Who by Fire by Diana Spechler 368 pages Fiction Harper Perennial
When Ash and Bits where young children their sister Alena was kidnapped. Since then the kidnapping has torn their family apart and brought them to different methods of dealing with the grief, guilt and pain of loosing their sister, and daughter. Bits runs to men whenever she is sad, Ash scurries to religion, living as an Orthodox Jew in Israel in hopes that it will fill his gap and their mother's outlet is blame. She blames herself, and guilts her other children because they do not perform the way that she would like them to, they just can't fill that void that her youngest daughter, her favourite daughter left. For years, even decades the pain has formed wedges between them all, pushing and pulling them further and further apart. Will a sudden protectiveness arise within them when they feel someone on the outside is threatening their family?
Who by Fire is a tightly knit net of interactions and paths that cross and intersect and dodge each other. The book had its clenching grip on me the whole way through, I could relate to pieces of each of the characters.

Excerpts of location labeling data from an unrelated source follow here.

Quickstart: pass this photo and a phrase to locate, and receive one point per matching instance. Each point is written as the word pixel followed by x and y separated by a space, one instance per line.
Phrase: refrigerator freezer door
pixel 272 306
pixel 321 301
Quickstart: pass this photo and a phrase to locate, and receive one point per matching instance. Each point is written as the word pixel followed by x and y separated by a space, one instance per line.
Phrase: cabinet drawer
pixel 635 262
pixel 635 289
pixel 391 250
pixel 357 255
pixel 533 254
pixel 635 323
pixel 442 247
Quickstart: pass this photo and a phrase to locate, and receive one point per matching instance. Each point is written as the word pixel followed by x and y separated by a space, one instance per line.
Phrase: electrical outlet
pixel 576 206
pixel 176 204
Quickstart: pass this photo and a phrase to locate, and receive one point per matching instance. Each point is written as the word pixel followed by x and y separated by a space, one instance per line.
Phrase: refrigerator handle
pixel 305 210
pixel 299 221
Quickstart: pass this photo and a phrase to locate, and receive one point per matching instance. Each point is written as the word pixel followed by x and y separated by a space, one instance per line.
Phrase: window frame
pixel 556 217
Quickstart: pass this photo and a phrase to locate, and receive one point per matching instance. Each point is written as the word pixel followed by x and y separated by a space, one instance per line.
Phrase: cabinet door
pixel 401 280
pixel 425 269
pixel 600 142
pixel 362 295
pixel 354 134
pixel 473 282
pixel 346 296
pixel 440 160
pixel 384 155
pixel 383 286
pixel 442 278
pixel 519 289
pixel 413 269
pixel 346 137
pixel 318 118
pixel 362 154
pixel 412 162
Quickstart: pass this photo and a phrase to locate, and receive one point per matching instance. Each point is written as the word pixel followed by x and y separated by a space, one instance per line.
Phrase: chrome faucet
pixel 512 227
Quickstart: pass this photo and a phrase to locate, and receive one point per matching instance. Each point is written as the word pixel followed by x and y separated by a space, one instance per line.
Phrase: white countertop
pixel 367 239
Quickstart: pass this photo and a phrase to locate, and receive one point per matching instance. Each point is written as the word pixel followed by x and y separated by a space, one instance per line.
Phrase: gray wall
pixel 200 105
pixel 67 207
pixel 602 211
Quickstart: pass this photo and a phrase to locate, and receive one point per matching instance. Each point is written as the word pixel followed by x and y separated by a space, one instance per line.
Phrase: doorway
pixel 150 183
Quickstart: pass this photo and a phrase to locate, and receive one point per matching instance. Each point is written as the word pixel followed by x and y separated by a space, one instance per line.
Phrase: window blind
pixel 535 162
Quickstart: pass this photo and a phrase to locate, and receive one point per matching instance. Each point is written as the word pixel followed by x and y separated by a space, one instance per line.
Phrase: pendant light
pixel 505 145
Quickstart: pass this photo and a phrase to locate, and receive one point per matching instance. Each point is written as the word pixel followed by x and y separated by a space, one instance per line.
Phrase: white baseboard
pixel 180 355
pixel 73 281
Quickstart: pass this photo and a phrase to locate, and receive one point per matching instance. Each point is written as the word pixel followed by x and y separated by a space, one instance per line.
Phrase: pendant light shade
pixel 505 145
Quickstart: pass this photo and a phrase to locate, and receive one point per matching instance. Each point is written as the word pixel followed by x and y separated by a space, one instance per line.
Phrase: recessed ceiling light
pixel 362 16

I do recommend it, I enjoyed it and it took me through the emotions a long with it. I felt the writing was precise and while not stunningly beautiful, it was practical and felt just right for the book. I was never distracted by cliche or bored by descriptions, so yes the writing was very good.
This is certainly a book for most people, but it would especially strike a chord for those who have suffered loss and learned, or have yet to learn how to cope with the loss endured. As dark as this book could have been, it wasn't, somehow through the whole reading I felt an underlying stream of hope and perseverance. Who by Fire is not flavoured by sad and depressed draining feelings, but of a changing life and the acts that futures are made of. Read it and you'll be glad that you did.